I met a similar problem recently, and I think the batches should be the same across different GPUs according to the source code.
If you look at the function DistributedSampler which we use in DDP, the chunking function is done by this class. However, if you look at the source code of Dataloader, sampler will not affect the behavior of data fetching of iterable datasets.
see line 34 in https://github.com/pytorch/pytorch/blob/8fd9fe93be08c9f0ab81507081fac1387a4aca56/torch/utils/data/_utils/fetch.py#L18
@bsridatta I verified that my data was being replicated across batches by actually printing them out. I’m not sure, but this problem may be a product of using pytorch-lightning, which makes a copy of the dataloader for each GPU.

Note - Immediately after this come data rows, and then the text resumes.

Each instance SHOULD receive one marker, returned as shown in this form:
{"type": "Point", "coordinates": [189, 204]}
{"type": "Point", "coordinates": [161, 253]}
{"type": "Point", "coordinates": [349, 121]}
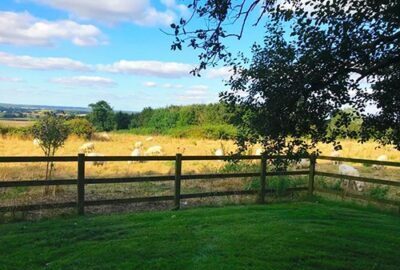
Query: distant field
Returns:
{"type": "Point", "coordinates": [16, 122]}
{"type": "Point", "coordinates": [276, 236]}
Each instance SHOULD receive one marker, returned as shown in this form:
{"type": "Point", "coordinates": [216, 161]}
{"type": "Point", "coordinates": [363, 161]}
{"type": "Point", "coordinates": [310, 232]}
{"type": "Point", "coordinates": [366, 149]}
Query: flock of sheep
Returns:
{"type": "Point", "coordinates": [157, 150]}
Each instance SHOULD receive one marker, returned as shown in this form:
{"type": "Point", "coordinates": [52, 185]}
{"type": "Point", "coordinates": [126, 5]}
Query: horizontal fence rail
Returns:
{"type": "Point", "coordinates": [81, 181]}
{"type": "Point", "coordinates": [360, 179]}
{"type": "Point", "coordinates": [359, 160]}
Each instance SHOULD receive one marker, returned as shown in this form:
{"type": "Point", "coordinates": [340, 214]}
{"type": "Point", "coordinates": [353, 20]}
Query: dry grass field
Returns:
{"type": "Point", "coordinates": [122, 144]}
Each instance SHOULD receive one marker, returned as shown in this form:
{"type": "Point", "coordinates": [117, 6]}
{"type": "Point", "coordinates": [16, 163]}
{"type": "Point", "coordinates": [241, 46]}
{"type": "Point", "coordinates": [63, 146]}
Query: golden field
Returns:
{"type": "Point", "coordinates": [122, 144]}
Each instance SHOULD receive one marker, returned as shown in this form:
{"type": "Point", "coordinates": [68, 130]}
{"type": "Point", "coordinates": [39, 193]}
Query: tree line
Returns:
{"type": "Point", "coordinates": [200, 120]}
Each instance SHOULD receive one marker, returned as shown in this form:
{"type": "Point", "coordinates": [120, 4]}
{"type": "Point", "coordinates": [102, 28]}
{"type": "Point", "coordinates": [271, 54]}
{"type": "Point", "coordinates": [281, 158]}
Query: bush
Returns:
{"type": "Point", "coordinates": [80, 127]}
{"type": "Point", "coordinates": [215, 132]}
{"type": "Point", "coordinates": [22, 132]}
{"type": "Point", "coordinates": [379, 192]}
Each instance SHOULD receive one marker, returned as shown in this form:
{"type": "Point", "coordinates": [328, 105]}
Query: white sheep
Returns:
{"type": "Point", "coordinates": [37, 142]}
{"type": "Point", "coordinates": [180, 150]}
{"type": "Point", "coordinates": [219, 152]}
{"type": "Point", "coordinates": [103, 136]}
{"type": "Point", "coordinates": [138, 144]}
{"type": "Point", "coordinates": [345, 169]}
{"type": "Point", "coordinates": [154, 150]}
{"type": "Point", "coordinates": [97, 163]}
{"type": "Point", "coordinates": [380, 158]}
{"type": "Point", "coordinates": [303, 163]}
{"type": "Point", "coordinates": [137, 152]}
{"type": "Point", "coordinates": [259, 151]}
{"type": "Point", "coordinates": [335, 154]}
{"type": "Point", "coordinates": [86, 147]}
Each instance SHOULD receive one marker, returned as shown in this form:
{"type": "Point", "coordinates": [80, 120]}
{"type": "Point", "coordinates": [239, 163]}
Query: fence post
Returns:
{"type": "Point", "coordinates": [263, 176]}
{"type": "Point", "coordinates": [311, 176]}
{"type": "Point", "coordinates": [178, 173]}
{"type": "Point", "coordinates": [81, 184]}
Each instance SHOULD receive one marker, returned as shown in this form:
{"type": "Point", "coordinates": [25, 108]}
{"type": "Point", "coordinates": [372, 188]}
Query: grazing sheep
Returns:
{"type": "Point", "coordinates": [303, 163]}
{"type": "Point", "coordinates": [97, 163]}
{"type": "Point", "coordinates": [380, 158]}
{"type": "Point", "coordinates": [103, 136]}
{"type": "Point", "coordinates": [259, 152]}
{"type": "Point", "coordinates": [335, 154]}
{"type": "Point", "coordinates": [180, 150]}
{"type": "Point", "coordinates": [137, 152]}
{"type": "Point", "coordinates": [37, 142]}
{"type": "Point", "coordinates": [154, 151]}
{"type": "Point", "coordinates": [345, 169]}
{"type": "Point", "coordinates": [86, 147]}
{"type": "Point", "coordinates": [138, 144]}
{"type": "Point", "coordinates": [219, 152]}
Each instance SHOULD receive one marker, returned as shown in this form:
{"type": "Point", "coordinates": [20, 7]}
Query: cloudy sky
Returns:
{"type": "Point", "coordinates": [75, 52]}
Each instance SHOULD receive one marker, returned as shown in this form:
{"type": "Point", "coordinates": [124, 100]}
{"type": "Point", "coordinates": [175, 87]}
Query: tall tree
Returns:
{"type": "Point", "coordinates": [101, 116]}
{"type": "Point", "coordinates": [344, 52]}
{"type": "Point", "coordinates": [51, 133]}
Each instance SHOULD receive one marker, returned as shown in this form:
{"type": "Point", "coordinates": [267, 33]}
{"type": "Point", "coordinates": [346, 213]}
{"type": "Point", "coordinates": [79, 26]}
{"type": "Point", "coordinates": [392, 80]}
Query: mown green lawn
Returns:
{"type": "Point", "coordinates": [278, 236]}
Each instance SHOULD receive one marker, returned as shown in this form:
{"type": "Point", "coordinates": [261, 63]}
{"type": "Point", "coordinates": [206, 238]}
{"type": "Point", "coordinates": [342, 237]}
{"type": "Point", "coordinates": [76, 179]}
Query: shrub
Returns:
{"type": "Point", "coordinates": [215, 132]}
{"type": "Point", "coordinates": [22, 132]}
{"type": "Point", "coordinates": [80, 127]}
{"type": "Point", "coordinates": [379, 192]}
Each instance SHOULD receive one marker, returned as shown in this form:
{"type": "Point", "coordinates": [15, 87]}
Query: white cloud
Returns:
{"type": "Point", "coordinates": [223, 72]}
{"type": "Point", "coordinates": [195, 94]}
{"type": "Point", "coordinates": [10, 79]}
{"type": "Point", "coordinates": [44, 63]}
{"type": "Point", "coordinates": [169, 86]}
{"type": "Point", "coordinates": [24, 29]}
{"type": "Point", "coordinates": [91, 81]}
{"type": "Point", "coordinates": [199, 90]}
{"type": "Point", "coordinates": [150, 84]}
{"type": "Point", "coordinates": [140, 12]}
{"type": "Point", "coordinates": [149, 68]}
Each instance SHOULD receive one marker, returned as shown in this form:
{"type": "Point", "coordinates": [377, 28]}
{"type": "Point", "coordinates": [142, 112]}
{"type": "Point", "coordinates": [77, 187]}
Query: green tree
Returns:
{"type": "Point", "coordinates": [101, 116]}
{"type": "Point", "coordinates": [80, 127]}
{"type": "Point", "coordinates": [122, 120]}
{"type": "Point", "coordinates": [51, 132]}
{"type": "Point", "coordinates": [333, 49]}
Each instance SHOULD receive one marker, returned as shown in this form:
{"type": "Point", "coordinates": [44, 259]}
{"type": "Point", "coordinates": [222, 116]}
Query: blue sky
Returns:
{"type": "Point", "coordinates": [75, 52]}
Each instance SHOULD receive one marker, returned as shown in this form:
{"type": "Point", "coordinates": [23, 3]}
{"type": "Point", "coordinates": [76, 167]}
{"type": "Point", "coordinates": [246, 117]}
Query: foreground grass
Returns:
{"type": "Point", "coordinates": [280, 236]}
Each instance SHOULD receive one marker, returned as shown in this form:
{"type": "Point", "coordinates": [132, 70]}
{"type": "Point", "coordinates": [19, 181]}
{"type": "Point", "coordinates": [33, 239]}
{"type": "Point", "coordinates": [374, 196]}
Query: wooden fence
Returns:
{"type": "Point", "coordinates": [81, 181]}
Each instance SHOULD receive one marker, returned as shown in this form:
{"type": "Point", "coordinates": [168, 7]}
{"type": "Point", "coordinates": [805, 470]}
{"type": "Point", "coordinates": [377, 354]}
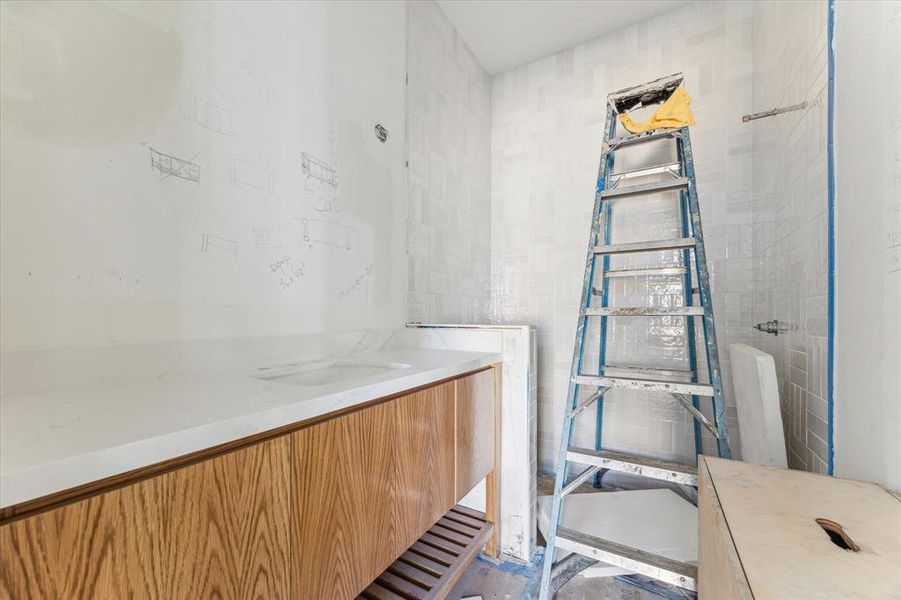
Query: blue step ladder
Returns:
{"type": "Point", "coordinates": [668, 577]}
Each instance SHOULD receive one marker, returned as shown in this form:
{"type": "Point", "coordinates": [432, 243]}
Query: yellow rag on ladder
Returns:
{"type": "Point", "coordinates": [675, 112]}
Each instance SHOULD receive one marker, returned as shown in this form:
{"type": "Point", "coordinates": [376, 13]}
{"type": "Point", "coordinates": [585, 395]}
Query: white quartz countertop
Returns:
{"type": "Point", "coordinates": [56, 440]}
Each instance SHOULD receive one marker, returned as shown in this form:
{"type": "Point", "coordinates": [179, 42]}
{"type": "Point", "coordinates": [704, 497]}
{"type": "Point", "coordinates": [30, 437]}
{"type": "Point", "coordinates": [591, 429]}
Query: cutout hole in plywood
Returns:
{"type": "Point", "coordinates": [837, 534]}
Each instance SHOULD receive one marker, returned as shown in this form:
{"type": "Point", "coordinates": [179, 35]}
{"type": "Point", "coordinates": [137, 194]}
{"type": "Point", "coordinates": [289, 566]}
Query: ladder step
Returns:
{"type": "Point", "coordinates": [645, 311]}
{"type": "Point", "coordinates": [645, 246]}
{"type": "Point", "coordinates": [643, 272]}
{"type": "Point", "coordinates": [637, 465]}
{"type": "Point", "coordinates": [639, 561]}
{"type": "Point", "coordinates": [641, 138]}
{"type": "Point", "coordinates": [649, 188]}
{"type": "Point", "coordinates": [645, 171]}
{"type": "Point", "coordinates": [650, 385]}
{"type": "Point", "coordinates": [650, 372]}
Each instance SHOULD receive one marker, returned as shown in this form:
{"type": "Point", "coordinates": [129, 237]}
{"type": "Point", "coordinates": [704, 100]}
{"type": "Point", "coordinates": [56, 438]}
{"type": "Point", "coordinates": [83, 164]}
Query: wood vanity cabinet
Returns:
{"type": "Point", "coordinates": [315, 512]}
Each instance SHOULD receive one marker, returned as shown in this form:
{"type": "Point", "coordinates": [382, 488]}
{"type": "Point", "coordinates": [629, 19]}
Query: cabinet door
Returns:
{"type": "Point", "coordinates": [366, 485]}
{"type": "Point", "coordinates": [475, 430]}
{"type": "Point", "coordinates": [214, 529]}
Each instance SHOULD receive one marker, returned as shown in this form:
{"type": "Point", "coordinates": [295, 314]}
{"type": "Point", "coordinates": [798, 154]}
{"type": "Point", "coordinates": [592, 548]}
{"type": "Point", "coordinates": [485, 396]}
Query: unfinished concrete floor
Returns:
{"type": "Point", "coordinates": [501, 582]}
{"type": "Point", "coordinates": [513, 581]}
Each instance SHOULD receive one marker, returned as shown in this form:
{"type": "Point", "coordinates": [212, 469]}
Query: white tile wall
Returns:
{"type": "Point", "coordinates": [449, 169]}
{"type": "Point", "coordinates": [789, 208]}
{"type": "Point", "coordinates": [546, 129]}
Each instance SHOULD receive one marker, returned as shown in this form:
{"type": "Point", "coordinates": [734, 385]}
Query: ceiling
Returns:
{"type": "Point", "coordinates": [507, 33]}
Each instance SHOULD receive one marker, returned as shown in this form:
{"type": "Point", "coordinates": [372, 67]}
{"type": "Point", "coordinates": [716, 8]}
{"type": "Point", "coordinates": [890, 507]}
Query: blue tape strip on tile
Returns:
{"type": "Point", "coordinates": [830, 309]}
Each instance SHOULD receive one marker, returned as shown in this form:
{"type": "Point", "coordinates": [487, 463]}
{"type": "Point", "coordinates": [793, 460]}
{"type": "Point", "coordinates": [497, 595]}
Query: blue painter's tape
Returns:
{"type": "Point", "coordinates": [830, 308]}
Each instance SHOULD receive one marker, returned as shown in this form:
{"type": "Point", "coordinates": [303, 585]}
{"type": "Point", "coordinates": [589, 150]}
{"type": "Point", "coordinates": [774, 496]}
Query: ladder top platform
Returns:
{"type": "Point", "coordinates": [653, 92]}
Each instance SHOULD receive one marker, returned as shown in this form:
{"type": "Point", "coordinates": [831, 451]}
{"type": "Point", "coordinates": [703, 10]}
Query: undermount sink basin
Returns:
{"type": "Point", "coordinates": [327, 373]}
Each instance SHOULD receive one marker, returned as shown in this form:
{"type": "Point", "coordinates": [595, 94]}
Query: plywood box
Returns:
{"type": "Point", "coordinates": [760, 540]}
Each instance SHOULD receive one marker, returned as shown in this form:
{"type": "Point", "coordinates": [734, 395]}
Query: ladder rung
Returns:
{"type": "Point", "coordinates": [648, 188]}
{"type": "Point", "coordinates": [645, 171]}
{"type": "Point", "coordinates": [640, 138]}
{"type": "Point", "coordinates": [650, 385]}
{"type": "Point", "coordinates": [637, 465]}
{"type": "Point", "coordinates": [623, 370]}
{"type": "Point", "coordinates": [644, 311]}
{"type": "Point", "coordinates": [642, 272]}
{"type": "Point", "coordinates": [632, 559]}
{"type": "Point", "coordinates": [645, 246]}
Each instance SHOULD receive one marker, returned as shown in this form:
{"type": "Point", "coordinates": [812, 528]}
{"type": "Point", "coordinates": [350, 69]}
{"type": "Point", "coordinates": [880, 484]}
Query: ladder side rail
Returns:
{"type": "Point", "coordinates": [573, 393]}
{"type": "Point", "coordinates": [690, 329]}
{"type": "Point", "coordinates": [603, 184]}
{"type": "Point", "coordinates": [713, 367]}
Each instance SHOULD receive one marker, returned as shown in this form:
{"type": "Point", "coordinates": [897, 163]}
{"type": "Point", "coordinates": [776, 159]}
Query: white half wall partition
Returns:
{"type": "Point", "coordinates": [519, 394]}
{"type": "Point", "coordinates": [868, 241]}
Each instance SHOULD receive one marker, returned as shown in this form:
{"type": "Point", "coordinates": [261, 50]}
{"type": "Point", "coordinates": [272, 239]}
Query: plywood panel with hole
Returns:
{"type": "Point", "coordinates": [475, 413]}
{"type": "Point", "coordinates": [215, 529]}
{"type": "Point", "coordinates": [366, 486]}
{"type": "Point", "coordinates": [771, 521]}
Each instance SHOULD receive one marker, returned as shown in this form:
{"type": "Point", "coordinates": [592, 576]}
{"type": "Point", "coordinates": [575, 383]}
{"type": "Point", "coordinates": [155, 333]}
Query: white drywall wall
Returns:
{"type": "Point", "coordinates": [106, 241]}
{"type": "Point", "coordinates": [868, 241]}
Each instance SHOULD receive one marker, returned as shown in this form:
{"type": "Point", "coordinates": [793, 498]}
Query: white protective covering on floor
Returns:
{"type": "Point", "coordinates": [757, 400]}
{"type": "Point", "coordinates": [658, 521]}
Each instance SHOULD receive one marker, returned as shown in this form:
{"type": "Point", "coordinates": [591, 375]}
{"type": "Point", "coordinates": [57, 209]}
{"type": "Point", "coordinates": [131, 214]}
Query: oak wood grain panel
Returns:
{"type": "Point", "coordinates": [215, 529]}
{"type": "Point", "coordinates": [475, 445]}
{"type": "Point", "coordinates": [365, 487]}
{"type": "Point", "coordinates": [82, 492]}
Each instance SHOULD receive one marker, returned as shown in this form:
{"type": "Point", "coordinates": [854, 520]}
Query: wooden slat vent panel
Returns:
{"type": "Point", "coordinates": [434, 563]}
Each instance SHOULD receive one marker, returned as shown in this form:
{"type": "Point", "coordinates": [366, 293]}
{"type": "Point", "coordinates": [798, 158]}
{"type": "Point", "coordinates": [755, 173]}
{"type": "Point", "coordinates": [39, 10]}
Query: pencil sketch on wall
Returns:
{"type": "Point", "coordinates": [267, 237]}
{"type": "Point", "coordinates": [328, 233]}
{"type": "Point", "coordinates": [218, 243]}
{"type": "Point", "coordinates": [356, 284]}
{"type": "Point", "coordinates": [244, 174]}
{"type": "Point", "coordinates": [320, 184]}
{"type": "Point", "coordinates": [168, 165]}
{"type": "Point", "coordinates": [287, 270]}
{"type": "Point", "coordinates": [318, 169]}
{"type": "Point", "coordinates": [211, 117]}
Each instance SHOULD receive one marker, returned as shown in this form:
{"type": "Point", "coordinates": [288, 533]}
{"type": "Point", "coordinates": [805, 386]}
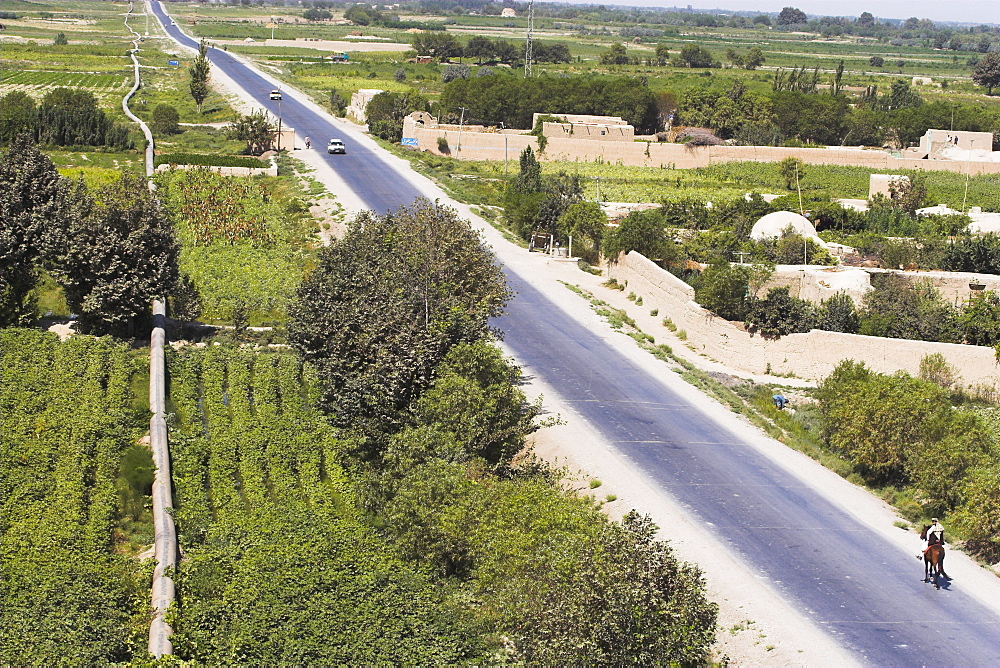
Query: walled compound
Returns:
{"type": "Point", "coordinates": [812, 355]}
{"type": "Point", "coordinates": [479, 142]}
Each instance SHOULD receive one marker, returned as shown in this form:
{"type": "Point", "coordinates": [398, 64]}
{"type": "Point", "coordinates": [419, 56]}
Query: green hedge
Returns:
{"type": "Point", "coordinates": [208, 160]}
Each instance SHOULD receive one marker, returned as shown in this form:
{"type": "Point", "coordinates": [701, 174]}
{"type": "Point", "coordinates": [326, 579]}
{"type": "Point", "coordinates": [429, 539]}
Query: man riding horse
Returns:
{"type": "Point", "coordinates": [933, 535]}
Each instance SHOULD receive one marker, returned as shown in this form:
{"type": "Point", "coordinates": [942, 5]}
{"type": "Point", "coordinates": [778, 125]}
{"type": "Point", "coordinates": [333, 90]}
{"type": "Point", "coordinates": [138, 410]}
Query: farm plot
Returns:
{"type": "Point", "coordinates": [68, 422]}
{"type": "Point", "coordinates": [39, 80]}
{"type": "Point", "coordinates": [279, 567]}
{"type": "Point", "coordinates": [244, 249]}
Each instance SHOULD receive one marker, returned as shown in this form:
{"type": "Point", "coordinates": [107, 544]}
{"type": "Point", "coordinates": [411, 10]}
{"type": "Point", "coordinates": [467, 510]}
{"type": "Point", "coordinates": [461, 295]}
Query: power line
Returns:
{"type": "Point", "coordinates": [527, 45]}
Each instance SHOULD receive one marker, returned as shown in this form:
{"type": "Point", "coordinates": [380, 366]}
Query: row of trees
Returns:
{"type": "Point", "coordinates": [894, 308]}
{"type": "Point", "coordinates": [906, 432]}
{"type": "Point", "coordinates": [445, 46]}
{"type": "Point", "coordinates": [111, 252]}
{"type": "Point", "coordinates": [796, 111]}
{"type": "Point", "coordinates": [64, 117]}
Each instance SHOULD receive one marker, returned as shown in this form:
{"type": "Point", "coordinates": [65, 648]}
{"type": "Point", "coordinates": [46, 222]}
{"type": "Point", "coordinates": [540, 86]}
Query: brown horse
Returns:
{"type": "Point", "coordinates": [933, 560]}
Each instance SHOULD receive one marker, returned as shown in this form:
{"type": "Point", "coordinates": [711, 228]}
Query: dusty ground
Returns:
{"type": "Point", "coordinates": [757, 627]}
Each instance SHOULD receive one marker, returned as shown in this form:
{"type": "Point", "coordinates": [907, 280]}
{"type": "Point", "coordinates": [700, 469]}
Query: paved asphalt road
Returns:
{"type": "Point", "coordinates": [878, 607]}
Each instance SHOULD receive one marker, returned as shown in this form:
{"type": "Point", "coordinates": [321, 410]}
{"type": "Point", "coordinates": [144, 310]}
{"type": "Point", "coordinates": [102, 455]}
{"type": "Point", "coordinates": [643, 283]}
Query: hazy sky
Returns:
{"type": "Point", "coordinates": [977, 11]}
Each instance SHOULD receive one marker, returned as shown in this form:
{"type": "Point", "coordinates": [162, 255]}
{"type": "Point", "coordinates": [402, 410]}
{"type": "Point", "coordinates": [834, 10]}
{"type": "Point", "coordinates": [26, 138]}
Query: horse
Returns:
{"type": "Point", "coordinates": [933, 560]}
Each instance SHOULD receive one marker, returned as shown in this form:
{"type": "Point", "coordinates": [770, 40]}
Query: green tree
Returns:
{"type": "Point", "coordinates": [662, 54]}
{"type": "Point", "coordinates": [791, 170]}
{"type": "Point", "coordinates": [165, 120]}
{"type": "Point", "coordinates": [385, 113]}
{"type": "Point", "coordinates": [35, 204]}
{"type": "Point", "coordinates": [440, 45]}
{"type": "Point", "coordinates": [585, 222]}
{"type": "Point", "coordinates": [474, 410]}
{"type": "Point", "coordinates": [119, 256]}
{"type": "Point", "coordinates": [199, 72]}
{"type": "Point", "coordinates": [316, 14]}
{"type": "Point", "coordinates": [987, 72]}
{"type": "Point", "coordinates": [979, 515]}
{"type": "Point", "coordinates": [724, 289]}
{"type": "Point", "coordinates": [979, 319]}
{"type": "Point", "coordinates": [877, 420]}
{"type": "Point", "coordinates": [779, 314]}
{"type": "Point", "coordinates": [642, 232]}
{"type": "Point", "coordinates": [838, 314]}
{"type": "Point", "coordinates": [255, 129]}
{"type": "Point", "coordinates": [480, 48]}
{"type": "Point", "coordinates": [18, 114]}
{"type": "Point", "coordinates": [385, 305]}
{"type": "Point", "coordinates": [754, 58]}
{"type": "Point", "coordinates": [337, 102]}
{"type": "Point", "coordinates": [616, 55]}
{"type": "Point", "coordinates": [791, 16]}
{"type": "Point", "coordinates": [909, 194]}
{"type": "Point", "coordinates": [895, 308]}
{"type": "Point", "coordinates": [604, 593]}
{"type": "Point", "coordinates": [69, 117]}
{"type": "Point", "coordinates": [610, 608]}
{"type": "Point", "coordinates": [693, 55]}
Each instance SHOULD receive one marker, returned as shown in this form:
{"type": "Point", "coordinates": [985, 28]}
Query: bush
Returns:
{"type": "Point", "coordinates": [165, 120]}
{"type": "Point", "coordinates": [453, 72]}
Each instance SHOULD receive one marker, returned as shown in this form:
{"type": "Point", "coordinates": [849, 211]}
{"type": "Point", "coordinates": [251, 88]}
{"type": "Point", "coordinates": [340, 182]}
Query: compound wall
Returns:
{"type": "Point", "coordinates": [507, 144]}
{"type": "Point", "coordinates": [812, 355]}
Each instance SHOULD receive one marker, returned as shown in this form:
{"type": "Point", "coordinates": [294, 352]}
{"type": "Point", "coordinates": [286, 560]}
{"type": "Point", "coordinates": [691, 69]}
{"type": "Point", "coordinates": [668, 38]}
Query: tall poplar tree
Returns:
{"type": "Point", "coordinates": [199, 75]}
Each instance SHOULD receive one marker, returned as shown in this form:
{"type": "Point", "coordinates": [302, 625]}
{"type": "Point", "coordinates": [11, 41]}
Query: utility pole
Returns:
{"type": "Point", "coordinates": [797, 187]}
{"type": "Point", "coordinates": [968, 170]}
{"type": "Point", "coordinates": [527, 47]}
{"type": "Point", "coordinates": [279, 125]}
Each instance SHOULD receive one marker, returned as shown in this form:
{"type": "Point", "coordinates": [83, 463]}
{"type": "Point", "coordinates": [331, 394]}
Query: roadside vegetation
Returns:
{"type": "Point", "coordinates": [371, 474]}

In any case, I was able to fix the problem by creating an array of pointers to the start of each training example in my file using an approach similar to the one used here. This allowed me to quickly sample random training contexts from my text file without needing to read it into memory.
Hello @kartch, thanks a lot for the explaining the workaround. You maybe right about pytorch-lightning, had few crazy issues, some of the backdraws of abstraction I guess.
But I have to say that I turned away from that approach in the end, as it is relatively inflexible and turned the IterableDataset simply into an indexable one.
But how did you overcome the memory problem? If have 40m examples in my training set, it is not feasible to load all the examples in each process… Did you use HDF5 or something similar?